Peter Schwarz
The 2022 World Cup, which begins in Qatar on November 20, will go down in history as the tournament in which profit interests completely triumphed over sport. Thousands of construction workers had to forfeit their lives so that the total of 64 matches could be played in twelve newly built stadiums.
Britain’s Guardian newspaper published a report in February 2021, according to which 6,751 workers from India, Bangladesh, Nepal, Sri Lanka and Pakistan had died in the ten years since the World Cup was awarded to the Gulf state. The newspaper did not have figures on workers from countries outside south Asia, such as the Philippines and Kenya, who are also employed in large numbers in Qatar.

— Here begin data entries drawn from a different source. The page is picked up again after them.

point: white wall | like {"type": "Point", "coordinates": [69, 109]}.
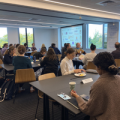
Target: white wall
{"type": "Point", "coordinates": [13, 35]}
{"type": "Point", "coordinates": [45, 36]}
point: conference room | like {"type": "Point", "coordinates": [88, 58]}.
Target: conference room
{"type": "Point", "coordinates": [62, 55]}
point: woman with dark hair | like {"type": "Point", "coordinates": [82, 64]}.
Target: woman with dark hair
{"type": "Point", "coordinates": [89, 56]}
{"type": "Point", "coordinates": [105, 92]}
{"type": "Point", "coordinates": [33, 48]}
{"type": "Point", "coordinates": [67, 64]}
{"type": "Point", "coordinates": [40, 54]}
{"type": "Point", "coordinates": [21, 62]}
{"type": "Point", "coordinates": [9, 53]}
{"type": "Point", "coordinates": [50, 62]}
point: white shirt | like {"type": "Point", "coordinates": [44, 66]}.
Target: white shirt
{"type": "Point", "coordinates": [88, 57]}
{"type": "Point", "coordinates": [66, 66]}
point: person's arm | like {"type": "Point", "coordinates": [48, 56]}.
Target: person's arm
{"type": "Point", "coordinates": [64, 69]}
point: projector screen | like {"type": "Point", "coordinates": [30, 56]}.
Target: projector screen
{"type": "Point", "coordinates": [71, 35]}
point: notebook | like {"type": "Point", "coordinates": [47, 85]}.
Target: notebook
{"type": "Point", "coordinates": [73, 102]}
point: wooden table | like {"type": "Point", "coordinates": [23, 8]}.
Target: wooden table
{"type": "Point", "coordinates": [54, 86]}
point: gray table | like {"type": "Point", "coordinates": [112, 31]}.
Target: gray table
{"type": "Point", "coordinates": [54, 86]}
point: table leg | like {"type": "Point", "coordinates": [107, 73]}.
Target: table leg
{"type": "Point", "coordinates": [64, 115]}
{"type": "Point", "coordinates": [46, 114]}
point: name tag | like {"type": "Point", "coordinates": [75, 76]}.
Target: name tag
{"type": "Point", "coordinates": [87, 80]}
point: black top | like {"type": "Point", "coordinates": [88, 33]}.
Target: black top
{"type": "Point", "coordinates": [57, 51]}
{"type": "Point", "coordinates": [116, 54]}
{"type": "Point", "coordinates": [7, 59]}
{"type": "Point", "coordinates": [38, 55]}
{"type": "Point", "coordinates": [51, 66]}
{"type": "Point", "coordinates": [21, 62]}
{"type": "Point", "coordinates": [63, 53]}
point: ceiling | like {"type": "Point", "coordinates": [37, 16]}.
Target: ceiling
{"type": "Point", "coordinates": [22, 16]}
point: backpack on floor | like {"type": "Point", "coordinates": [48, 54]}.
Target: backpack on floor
{"type": "Point", "coordinates": [7, 90]}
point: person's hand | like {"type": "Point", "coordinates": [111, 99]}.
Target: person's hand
{"type": "Point", "coordinates": [81, 70]}
{"type": "Point", "coordinates": [74, 94]}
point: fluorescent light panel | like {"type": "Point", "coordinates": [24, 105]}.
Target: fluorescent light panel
{"type": "Point", "coordinates": [81, 7]}
{"type": "Point", "coordinates": [27, 25]}
{"type": "Point", "coordinates": [33, 22]}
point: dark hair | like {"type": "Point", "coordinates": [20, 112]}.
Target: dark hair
{"type": "Point", "coordinates": [42, 50]}
{"type": "Point", "coordinates": [70, 51]}
{"type": "Point", "coordinates": [67, 44]}
{"type": "Point", "coordinates": [51, 54]}
{"type": "Point", "coordinates": [10, 45]}
{"type": "Point", "coordinates": [25, 44]}
{"type": "Point", "coordinates": [106, 62]}
{"type": "Point", "coordinates": [8, 51]}
{"type": "Point", "coordinates": [17, 45]}
{"type": "Point", "coordinates": [93, 47]}
{"type": "Point", "coordinates": [117, 45]}
{"type": "Point", "coordinates": [21, 49]}
{"type": "Point", "coordinates": [53, 45]}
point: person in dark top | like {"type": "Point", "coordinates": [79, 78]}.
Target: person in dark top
{"type": "Point", "coordinates": [8, 57]}
{"type": "Point", "coordinates": [57, 51]}
{"type": "Point", "coordinates": [40, 54]}
{"type": "Point", "coordinates": [50, 62]}
{"type": "Point", "coordinates": [21, 62]}
{"type": "Point", "coordinates": [116, 53]}
{"type": "Point", "coordinates": [33, 48]}
{"type": "Point", "coordinates": [26, 46]}
{"type": "Point", "coordinates": [66, 47]}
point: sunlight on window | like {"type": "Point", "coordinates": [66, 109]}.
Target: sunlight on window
{"type": "Point", "coordinates": [3, 36]}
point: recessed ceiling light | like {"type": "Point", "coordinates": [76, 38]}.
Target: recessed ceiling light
{"type": "Point", "coordinates": [82, 7]}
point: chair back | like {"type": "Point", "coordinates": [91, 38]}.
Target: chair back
{"type": "Point", "coordinates": [46, 76]}
{"type": "Point", "coordinates": [33, 53]}
{"type": "Point", "coordinates": [91, 65]}
{"type": "Point", "coordinates": [1, 62]}
{"type": "Point", "coordinates": [117, 61]}
{"type": "Point", "coordinates": [24, 75]}
{"type": "Point", "coordinates": [43, 77]}
{"type": "Point", "coordinates": [59, 57]}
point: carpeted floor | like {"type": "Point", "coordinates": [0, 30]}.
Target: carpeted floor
{"type": "Point", "coordinates": [25, 106]}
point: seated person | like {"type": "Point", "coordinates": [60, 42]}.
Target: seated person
{"type": "Point", "coordinates": [17, 49]}
{"type": "Point", "coordinates": [8, 57]}
{"type": "Point", "coordinates": [55, 49]}
{"type": "Point", "coordinates": [66, 46]}
{"type": "Point", "coordinates": [67, 64]}
{"type": "Point", "coordinates": [43, 46]}
{"type": "Point", "coordinates": [79, 50]}
{"type": "Point", "coordinates": [50, 62]}
{"type": "Point", "coordinates": [26, 46]}
{"type": "Point", "coordinates": [89, 56]}
{"type": "Point", "coordinates": [5, 47]}
{"type": "Point", "coordinates": [105, 92]}
{"type": "Point", "coordinates": [21, 62]}
{"type": "Point", "coordinates": [40, 54]}
{"type": "Point", "coordinates": [33, 48]}
{"type": "Point", "coordinates": [116, 53]}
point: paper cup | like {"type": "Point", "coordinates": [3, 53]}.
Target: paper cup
{"type": "Point", "coordinates": [72, 85]}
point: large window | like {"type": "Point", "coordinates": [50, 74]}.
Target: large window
{"type": "Point", "coordinates": [97, 34]}
{"type": "Point", "coordinates": [3, 36]}
{"type": "Point", "coordinates": [26, 36]}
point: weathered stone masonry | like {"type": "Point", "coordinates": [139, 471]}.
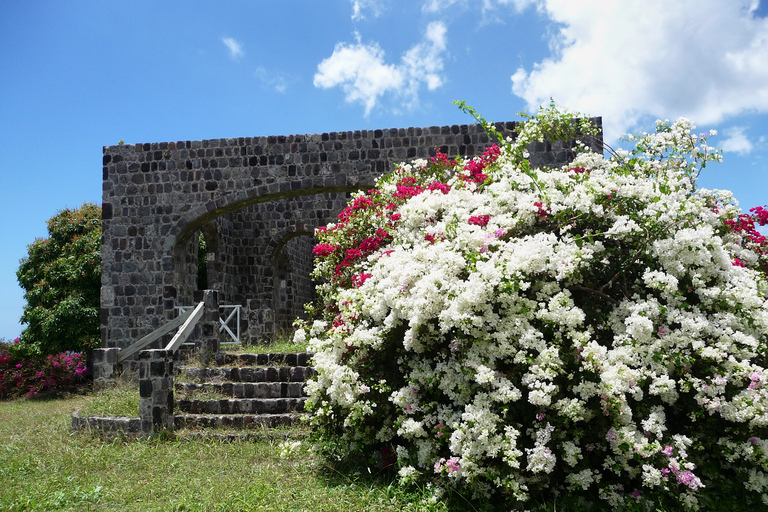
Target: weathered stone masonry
{"type": "Point", "coordinates": [256, 200]}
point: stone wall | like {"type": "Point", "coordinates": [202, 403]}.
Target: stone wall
{"type": "Point", "coordinates": [256, 200]}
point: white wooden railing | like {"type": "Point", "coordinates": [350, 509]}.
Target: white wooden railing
{"type": "Point", "coordinates": [233, 331]}
{"type": "Point", "coordinates": [187, 320]}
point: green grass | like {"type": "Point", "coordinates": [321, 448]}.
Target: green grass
{"type": "Point", "coordinates": [281, 344]}
{"type": "Point", "coordinates": [43, 466]}
{"type": "Point", "coordinates": [121, 400]}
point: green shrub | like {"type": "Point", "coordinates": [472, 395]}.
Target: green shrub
{"type": "Point", "coordinates": [595, 330]}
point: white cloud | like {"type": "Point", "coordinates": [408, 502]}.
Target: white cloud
{"type": "Point", "coordinates": [703, 59]}
{"type": "Point", "coordinates": [441, 6]}
{"type": "Point", "coordinates": [274, 80]}
{"type": "Point", "coordinates": [737, 140]}
{"type": "Point", "coordinates": [358, 6]}
{"type": "Point", "coordinates": [364, 76]}
{"type": "Point", "coordinates": [235, 48]}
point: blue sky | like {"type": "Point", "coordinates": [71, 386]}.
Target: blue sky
{"type": "Point", "coordinates": [76, 76]}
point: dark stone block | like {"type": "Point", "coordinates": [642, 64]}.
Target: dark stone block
{"type": "Point", "coordinates": [145, 388]}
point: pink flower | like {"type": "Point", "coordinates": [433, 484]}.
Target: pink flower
{"type": "Point", "coordinates": [324, 250]}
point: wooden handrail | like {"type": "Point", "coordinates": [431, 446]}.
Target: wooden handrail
{"type": "Point", "coordinates": [163, 330]}
{"type": "Point", "coordinates": [186, 329]}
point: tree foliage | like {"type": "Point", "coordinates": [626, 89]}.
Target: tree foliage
{"type": "Point", "coordinates": [61, 277]}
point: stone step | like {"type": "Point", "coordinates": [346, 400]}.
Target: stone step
{"type": "Point", "coordinates": [249, 374]}
{"type": "Point", "coordinates": [235, 421]}
{"type": "Point", "coordinates": [245, 389]}
{"type": "Point", "coordinates": [243, 359]}
{"type": "Point", "coordinates": [242, 406]}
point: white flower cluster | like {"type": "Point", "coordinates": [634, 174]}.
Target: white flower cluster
{"type": "Point", "coordinates": [585, 322]}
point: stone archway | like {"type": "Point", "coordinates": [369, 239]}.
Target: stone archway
{"type": "Point", "coordinates": [158, 197]}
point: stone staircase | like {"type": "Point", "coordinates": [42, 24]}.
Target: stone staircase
{"type": "Point", "coordinates": [242, 392]}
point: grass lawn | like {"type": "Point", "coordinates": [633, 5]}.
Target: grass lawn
{"type": "Point", "coordinates": [43, 466]}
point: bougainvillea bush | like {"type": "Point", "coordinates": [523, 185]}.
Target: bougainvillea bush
{"type": "Point", "coordinates": [598, 329]}
{"type": "Point", "coordinates": [24, 375]}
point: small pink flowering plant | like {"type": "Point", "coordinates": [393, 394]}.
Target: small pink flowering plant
{"type": "Point", "coordinates": [513, 330]}
{"type": "Point", "coordinates": [24, 375]}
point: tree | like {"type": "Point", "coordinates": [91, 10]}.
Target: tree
{"type": "Point", "coordinates": [61, 277]}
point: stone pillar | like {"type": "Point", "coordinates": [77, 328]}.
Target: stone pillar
{"type": "Point", "coordinates": [106, 370]}
{"type": "Point", "coordinates": [210, 337]}
{"type": "Point", "coordinates": [156, 390]}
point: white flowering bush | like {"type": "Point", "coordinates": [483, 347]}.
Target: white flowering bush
{"type": "Point", "coordinates": [599, 328]}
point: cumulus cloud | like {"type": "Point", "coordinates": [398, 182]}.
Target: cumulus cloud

“Qatar’s grim death toll is revealed in long spreadsheets of official data listing the causes of death: multiple blunt injuries due to a fall from height; asphyxia due to hanging; undetermined cause of death due to decomposition.
“But among the causes, the most common by far is so-called ‘natural deaths’, often attributed to acute heart or respiratory failure.” (The Guardian, 23 February 2021)
In August 2021, based on official government data, Amnesty International calculated more than 15,000 non-Qataris of all ages had died in the Gulf state between 2010 and 2019. In 70 percent of these cases, the cause of death was not determined. Autopsies are banned in the Islamic country. “Death certificates usually report the deaths as ‘natural causes’ or ‘cardiac arrest,’” the study says, without linking them to working conditions.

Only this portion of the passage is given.